His analysis seems to me to be both honest and deadly accurate. If it had not been for the mistake of handing Boris Johnson the election on a plate, the “pro-EU camp” might have obtained a better outcome. They might not have been able to stop Brexit, but if the 2017 parliament had continued to sit it could have been able to dictate better terms for the trade deal that David Frost and Michel Barnier may be on the verge of agreeing.
There are certainly some Labour MPs and ex-MPs who regret not voting for May’s compromise when they could have done. Gloria De Piero, the former MP for Ashfield, told me just after the election: “I should have been braver because I knew the whip was fundamentally wrong.”
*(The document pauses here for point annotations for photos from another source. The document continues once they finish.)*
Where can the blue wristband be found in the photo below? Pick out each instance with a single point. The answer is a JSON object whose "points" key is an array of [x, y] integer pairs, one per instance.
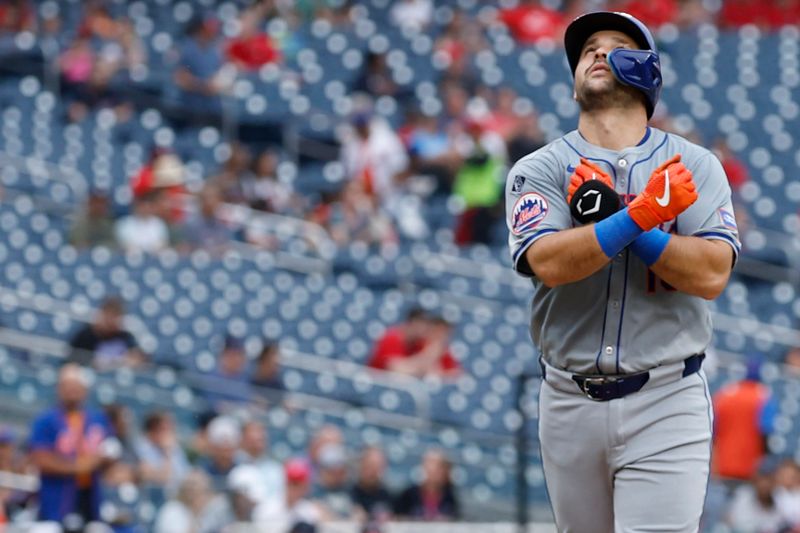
{"points": [[650, 245], [616, 232]]}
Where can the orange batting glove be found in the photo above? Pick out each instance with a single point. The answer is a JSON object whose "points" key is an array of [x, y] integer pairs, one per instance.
{"points": [[668, 193], [584, 172]]}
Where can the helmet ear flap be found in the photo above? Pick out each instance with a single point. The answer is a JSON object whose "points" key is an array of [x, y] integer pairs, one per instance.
{"points": [[640, 69]]}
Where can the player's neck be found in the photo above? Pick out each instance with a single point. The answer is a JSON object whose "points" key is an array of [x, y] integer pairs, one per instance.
{"points": [[610, 129]]}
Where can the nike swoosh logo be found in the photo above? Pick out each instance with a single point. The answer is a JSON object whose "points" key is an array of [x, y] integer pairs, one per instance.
{"points": [[663, 200]]}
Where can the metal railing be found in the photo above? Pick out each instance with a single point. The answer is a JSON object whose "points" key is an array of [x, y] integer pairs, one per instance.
{"points": [[344, 370]]}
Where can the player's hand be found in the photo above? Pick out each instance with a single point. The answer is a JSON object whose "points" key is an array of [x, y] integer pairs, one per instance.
{"points": [[584, 172], [668, 193], [591, 195]]}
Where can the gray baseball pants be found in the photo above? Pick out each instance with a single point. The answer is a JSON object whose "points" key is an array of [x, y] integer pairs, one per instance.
{"points": [[635, 464]]}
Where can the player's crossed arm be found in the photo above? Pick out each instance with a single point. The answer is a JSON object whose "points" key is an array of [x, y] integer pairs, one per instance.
{"points": [[690, 264]]}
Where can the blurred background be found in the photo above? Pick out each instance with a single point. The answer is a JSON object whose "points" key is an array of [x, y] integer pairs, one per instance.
{"points": [[259, 250]]}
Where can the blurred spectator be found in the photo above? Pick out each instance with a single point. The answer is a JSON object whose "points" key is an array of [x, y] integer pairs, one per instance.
{"points": [[455, 98], [143, 230], [163, 177], [753, 509], [253, 48], [266, 376], [120, 421], [263, 190], [93, 226], [653, 13], [417, 347], [198, 446], [531, 22], [479, 185], [254, 451], [204, 229], [693, 13], [354, 217], [70, 445], [331, 486], [369, 491], [373, 155], [76, 66], [526, 139], [792, 359], [234, 508], [121, 497], [412, 14], [229, 179], [460, 41], [200, 74], [224, 437], [433, 151], [297, 512], [327, 434], [502, 119], [787, 491], [736, 171], [434, 498], [228, 385], [375, 78], [105, 344], [11, 463], [765, 15], [744, 416], [162, 462], [192, 510], [17, 16]]}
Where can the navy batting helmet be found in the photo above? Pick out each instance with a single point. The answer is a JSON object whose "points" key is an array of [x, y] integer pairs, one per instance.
{"points": [[638, 68]]}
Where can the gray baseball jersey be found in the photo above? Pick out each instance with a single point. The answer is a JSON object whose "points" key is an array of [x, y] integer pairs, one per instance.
{"points": [[621, 319]]}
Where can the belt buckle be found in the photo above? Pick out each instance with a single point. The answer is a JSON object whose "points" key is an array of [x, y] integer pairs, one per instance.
{"points": [[598, 381]]}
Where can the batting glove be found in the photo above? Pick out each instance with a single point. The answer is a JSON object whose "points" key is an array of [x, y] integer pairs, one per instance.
{"points": [[669, 193]]}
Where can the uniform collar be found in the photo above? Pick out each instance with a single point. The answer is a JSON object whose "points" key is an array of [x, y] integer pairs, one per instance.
{"points": [[651, 138]]}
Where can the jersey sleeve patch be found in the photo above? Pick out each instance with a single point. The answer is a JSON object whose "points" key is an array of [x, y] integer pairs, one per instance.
{"points": [[519, 182], [529, 211], [727, 219]]}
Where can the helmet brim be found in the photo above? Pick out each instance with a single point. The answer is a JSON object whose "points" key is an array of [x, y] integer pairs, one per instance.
{"points": [[579, 31]]}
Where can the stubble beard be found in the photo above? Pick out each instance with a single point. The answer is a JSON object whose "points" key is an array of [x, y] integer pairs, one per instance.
{"points": [[609, 95]]}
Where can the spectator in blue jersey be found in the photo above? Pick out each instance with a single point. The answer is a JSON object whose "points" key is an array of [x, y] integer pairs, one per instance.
{"points": [[70, 444], [200, 68], [228, 386]]}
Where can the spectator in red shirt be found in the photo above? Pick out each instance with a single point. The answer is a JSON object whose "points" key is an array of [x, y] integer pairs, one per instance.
{"points": [[253, 48], [531, 22], [653, 13], [417, 347]]}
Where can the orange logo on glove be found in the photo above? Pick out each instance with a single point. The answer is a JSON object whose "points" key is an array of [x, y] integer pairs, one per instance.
{"points": [[584, 172], [669, 193]]}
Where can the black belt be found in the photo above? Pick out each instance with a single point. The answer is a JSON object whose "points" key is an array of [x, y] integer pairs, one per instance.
{"points": [[605, 388]]}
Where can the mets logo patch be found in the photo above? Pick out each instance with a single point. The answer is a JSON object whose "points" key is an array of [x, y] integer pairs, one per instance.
{"points": [[519, 182], [728, 219], [528, 212]]}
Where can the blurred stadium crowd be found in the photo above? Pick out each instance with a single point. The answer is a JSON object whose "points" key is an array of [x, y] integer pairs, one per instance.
{"points": [[324, 128]]}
However, the politics of that divided parliament are more complicated than that. If there ever had been enough Labour MPs prepared to back May’s compromise – and remember she was still 32 votes short on her third and final attempt – their very willingness to do so might have deterred more Conservative MPs from supporting the deal. The nature of adversarial democracy made it hard for a “Conservative” Brexit to pass with Labour votes.
In the end, therefore, Lord Mandelson may be right that the “pro-EU camp” should focus its efforts on trying to shape the post-Brexit relationship with the EU in the direction of a closer, more constructive and mutually beneficial partnership than Johnson intends.
The purpose of his article, after all, was to encourage Labour MPs to think about how a future Labour government might deal with the EU, rather than to obsess about the short-term tactical question of whether to vote for Johnson’s deal (if it happens) or to abstain.
Unfortunately, the short-term tactical question is unavoidable, and likely to cause Keir Starmer a serious problem either way, but it cannot do any harm to think about what a Labour government might do, if it ever had the chance.